US long duration energy storage developer ESS has broken ground on a manufacturing facility it is building in Queensland as part of a strategic regional partnership with Energy Storage Industries, announced in August.
ESS, which earlier this month signed up to deliver a massive 200MW/2GWh iron flow battery system in the US city of Sacramento, comes to Australia at a time of huge and increasingly urgent demand for long-duration energy storage.
In its deal with EIS Asia Pacific, ESS will initially supply 70 complete 75kW/500kWh Energy Warehouse (EW) iron-flow battery systems this year and next.
At the same time, ESI is building a manufacturing facility in Queensland, that will be used to conduct final assembly of ESS systems from 2024 onward.
ESS says systems assembled at the Queensland plant will use “core component kits” supplied by ESS’s Oregon factory, including battery modules, proton pumps, and other unique components.
Once complete, the Australian assembly plant is expected to reach a production capacity of up to 400MW of energy storage a year.

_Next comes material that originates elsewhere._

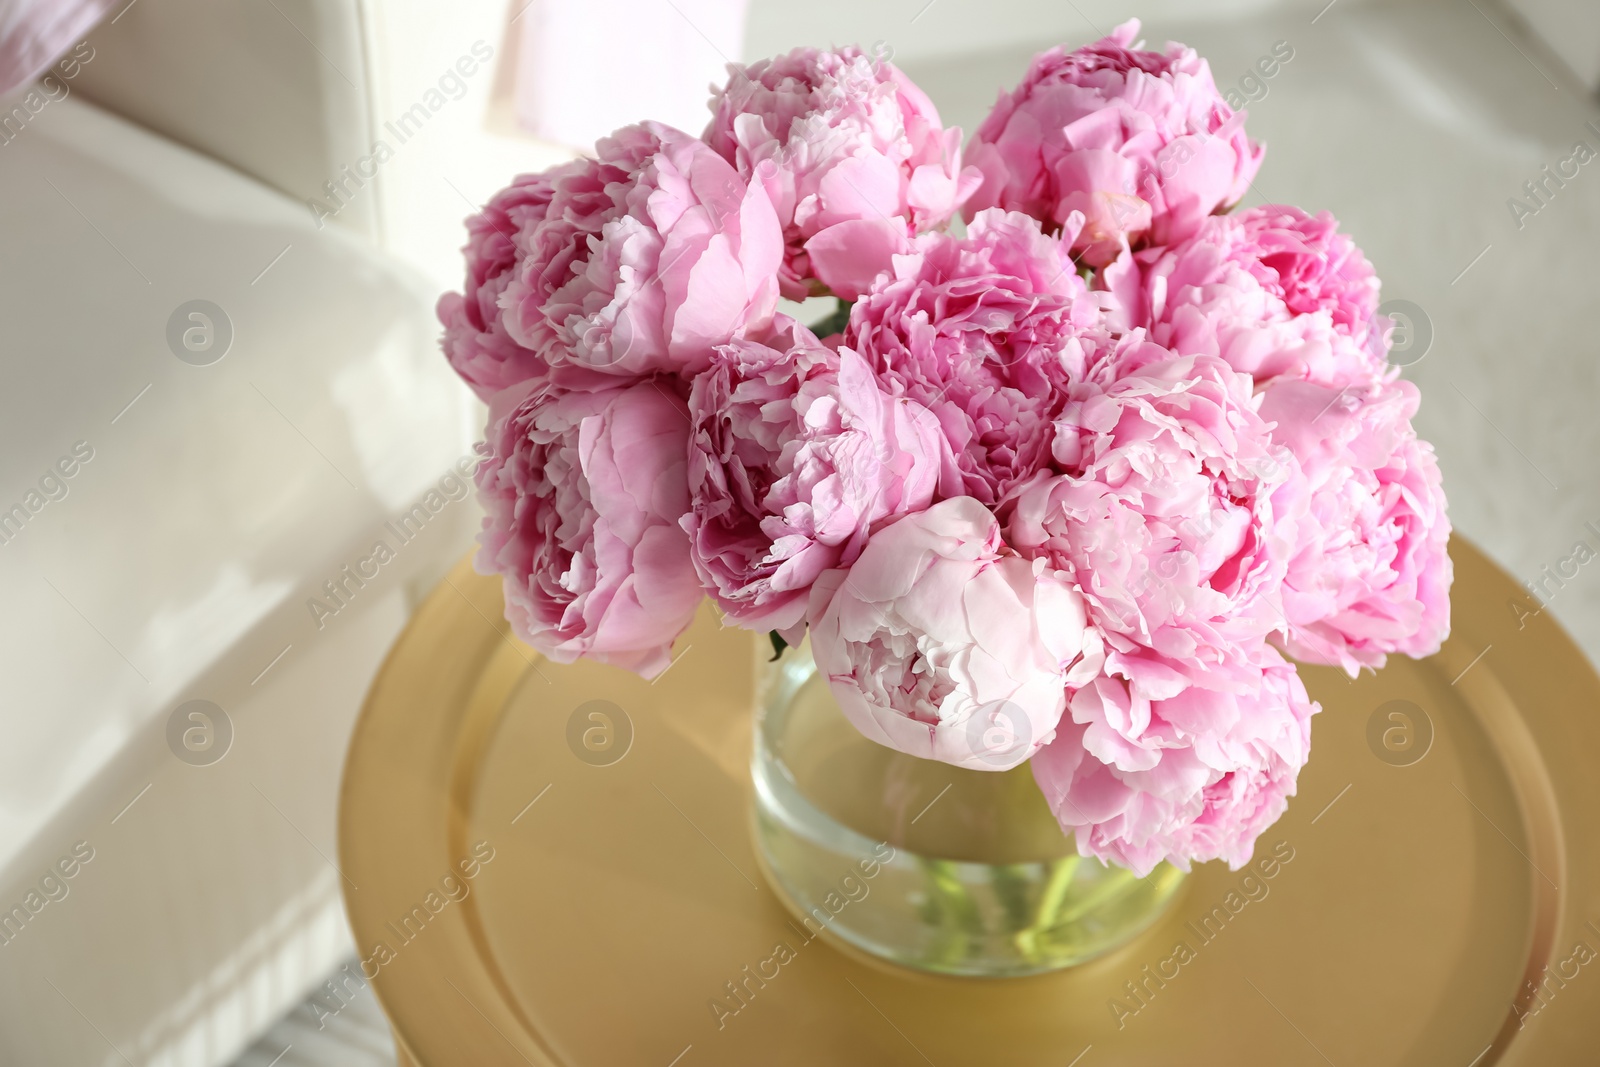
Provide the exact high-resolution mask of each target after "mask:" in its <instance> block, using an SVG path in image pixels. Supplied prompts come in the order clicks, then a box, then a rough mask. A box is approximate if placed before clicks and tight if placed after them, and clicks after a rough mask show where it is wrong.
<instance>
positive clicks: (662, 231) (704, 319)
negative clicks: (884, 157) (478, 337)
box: [501, 122, 782, 374]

Like other flow batteries, the chemistry and technology used by ESS is ideal for long duration energy storage duration up to 12 hours, and flexible in terms of where it can operate, geographically.
The company says it’s also comparatively safe and stable compared to some other chemistries – non-toxic, with a 25-year lifespan without capacity fade. Hot climates are ideal – and it says there’s no fire danger.
Where ESS’s technology becomes, perhaps, more competitive than other flow batteries – vanadium, for example – is in its core ingredients: earth-abundant iron, salt and water.
“That is a pretty great starting point from where you can drive the ingredient prices down,” says Dresselhuys, speaking to RenewEconnomy at the All-Energy Australia conference and exhibition in Melbourne on Wednesday.
“We still have a lot of work to do as we scale up and to do design optimisations and drive cost out of the system.
“But as a [business] model, our current long-term price outlook is better than anybody’s, and not very volatile.
“As we say in the industry, our cost entitlement is really good, because it’s very low-cost ingredients, so you can get to very low cost-points over time,” he says.
“And you can do that without having a undesirable trade off around toxicity.”
Another advantage of EES iron flow batteries is that most of the components are readily available and sourced, so spreading manufacturing – or at least assembly – to places like Australia, makes sense.
“Everything that we need to build the battery can be sourced in Australia now,” says Dresselhuys.
“But the model we’re doing with ESI is that we’re building the battery modules and some of our systems … in the States and we ship those down.
“And then the whole balance of plat on all of the systems – the containers, the pumps, the hoses, everything else; the electrolyte itself – can all be sourced here in Australia.”
“We’ve had the first shovels of dirt up in Queensland for the factory there,” Dresselhuys says, adding that the company’s plan is to have the local assembly facility up and running by the end of 2023.
“We will be doing projects throughout this year [in Australia and the region] where the product will still be coming from the US… but the goal is that by the end of next year that plant will be operational.”
Dresselhuys says that the recent spate of Australian state and federal government announcements around energy storage are great news for the market, but cautions that this is only a first step in the sometimes unnecessarily complex process of getting energy storage done.
“Second step should be a part of the budgeting process and … the regulatory review process – what are the policies we have to change?,” he tells RenewEconomy.
“Because there’s no silver bullet to it. It’s more like silver buckshot. It’s 100 little things you’ve got to do to make the whole thing happen.”